Segue-se a vontade de quem votou "Sim", ou interpreta-se a abstenção como "Não"?
Tramado, isto.

Bonifaceo:
Por isso é que eu acho que esta campanha é inútil. É só uma maneira de prolongar os 15 minutos de fama de alguns dos intervenientes.

 
At 1/2/07 10:37, Blogger 1entre1000's said...

Sabes o que eu quero mesmo mesmo mesmo? Que chegue o dia do raio do referendo, este assunto já me da voltas ao estomago...
Só para concluir excelente texto asterisco!

 
At 1/2/07 11:17, Blogger asterisco said...

1entre1000's:
Queres exactamente o mesmo que eu. Estou farto de baboseiras, e isto ainda só começou.

 
At 2/2/07 15:34, Blogger Alex said...

Sou a favor por uma vida com dignidade. Até me faz confusão ler os cartazes que por aí andam.

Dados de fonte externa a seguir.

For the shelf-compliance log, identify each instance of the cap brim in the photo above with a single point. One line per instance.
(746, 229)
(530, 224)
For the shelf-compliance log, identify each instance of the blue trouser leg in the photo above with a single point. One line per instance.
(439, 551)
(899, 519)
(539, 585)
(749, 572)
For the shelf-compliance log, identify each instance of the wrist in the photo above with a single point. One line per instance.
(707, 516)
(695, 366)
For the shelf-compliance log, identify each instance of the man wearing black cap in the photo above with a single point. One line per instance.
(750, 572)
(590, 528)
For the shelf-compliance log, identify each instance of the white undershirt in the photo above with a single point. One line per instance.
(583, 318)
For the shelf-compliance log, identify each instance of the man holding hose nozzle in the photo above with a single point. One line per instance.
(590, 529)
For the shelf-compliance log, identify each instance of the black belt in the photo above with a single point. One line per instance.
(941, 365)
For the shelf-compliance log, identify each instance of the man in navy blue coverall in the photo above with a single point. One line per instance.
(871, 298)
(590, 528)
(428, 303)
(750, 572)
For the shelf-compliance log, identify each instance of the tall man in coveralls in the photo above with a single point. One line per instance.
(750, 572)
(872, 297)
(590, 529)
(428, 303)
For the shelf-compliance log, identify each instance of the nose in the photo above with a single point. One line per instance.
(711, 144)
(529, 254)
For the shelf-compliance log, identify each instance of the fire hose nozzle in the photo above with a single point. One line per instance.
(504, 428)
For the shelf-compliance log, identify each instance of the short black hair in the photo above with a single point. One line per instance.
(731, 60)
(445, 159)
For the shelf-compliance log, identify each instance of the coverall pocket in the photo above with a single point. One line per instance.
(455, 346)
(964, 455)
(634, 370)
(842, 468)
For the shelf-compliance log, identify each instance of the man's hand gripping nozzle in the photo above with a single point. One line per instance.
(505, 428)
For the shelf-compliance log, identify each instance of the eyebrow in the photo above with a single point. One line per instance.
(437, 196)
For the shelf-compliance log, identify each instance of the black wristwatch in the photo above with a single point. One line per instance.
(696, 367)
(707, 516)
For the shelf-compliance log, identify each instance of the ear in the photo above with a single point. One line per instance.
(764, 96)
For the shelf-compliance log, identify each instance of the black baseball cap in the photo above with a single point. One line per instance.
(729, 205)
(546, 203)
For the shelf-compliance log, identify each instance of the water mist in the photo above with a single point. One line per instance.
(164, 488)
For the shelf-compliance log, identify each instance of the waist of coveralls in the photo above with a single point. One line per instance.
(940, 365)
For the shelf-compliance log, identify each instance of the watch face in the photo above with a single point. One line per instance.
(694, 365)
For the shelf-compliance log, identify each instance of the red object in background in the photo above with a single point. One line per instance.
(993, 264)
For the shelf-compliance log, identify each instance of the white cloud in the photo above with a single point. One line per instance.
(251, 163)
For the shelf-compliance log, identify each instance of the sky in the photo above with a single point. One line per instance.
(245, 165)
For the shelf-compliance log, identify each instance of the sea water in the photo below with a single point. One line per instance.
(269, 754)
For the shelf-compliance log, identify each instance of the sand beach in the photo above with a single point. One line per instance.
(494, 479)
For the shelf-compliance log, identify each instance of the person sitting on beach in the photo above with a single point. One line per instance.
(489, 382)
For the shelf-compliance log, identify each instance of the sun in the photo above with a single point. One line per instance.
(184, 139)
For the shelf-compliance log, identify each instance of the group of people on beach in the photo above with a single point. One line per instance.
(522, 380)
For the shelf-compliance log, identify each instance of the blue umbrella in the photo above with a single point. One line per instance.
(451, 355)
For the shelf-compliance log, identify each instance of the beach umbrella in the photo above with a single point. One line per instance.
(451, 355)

Sobre os meus impostos????
Prefiro financiar "clinicas de aborto" (termo utilizado nesses cartazes) com os meus impostos, do que financiar ORFANATOS E CASAS DE SOLIDARIEDADE SOCIAL ONDE AS CRIANÇAS SÃO TRATADAS MAL, SOFREM MAUS TRATOS E VIVEM INFELIZES.

DESCULPA ESTAR A GRITAR

EMOCIONO-ME SEMPRE


enfim, e há cada vez mais crianças abandonadas e mortas à nascença. O coração não bate tambem nestas idades??????


Fim à hipocrisia!

 
At 2/2/07 17:58, Blogger asterisco said...

Alex:
O apelo ao bolso é rasca, de facto.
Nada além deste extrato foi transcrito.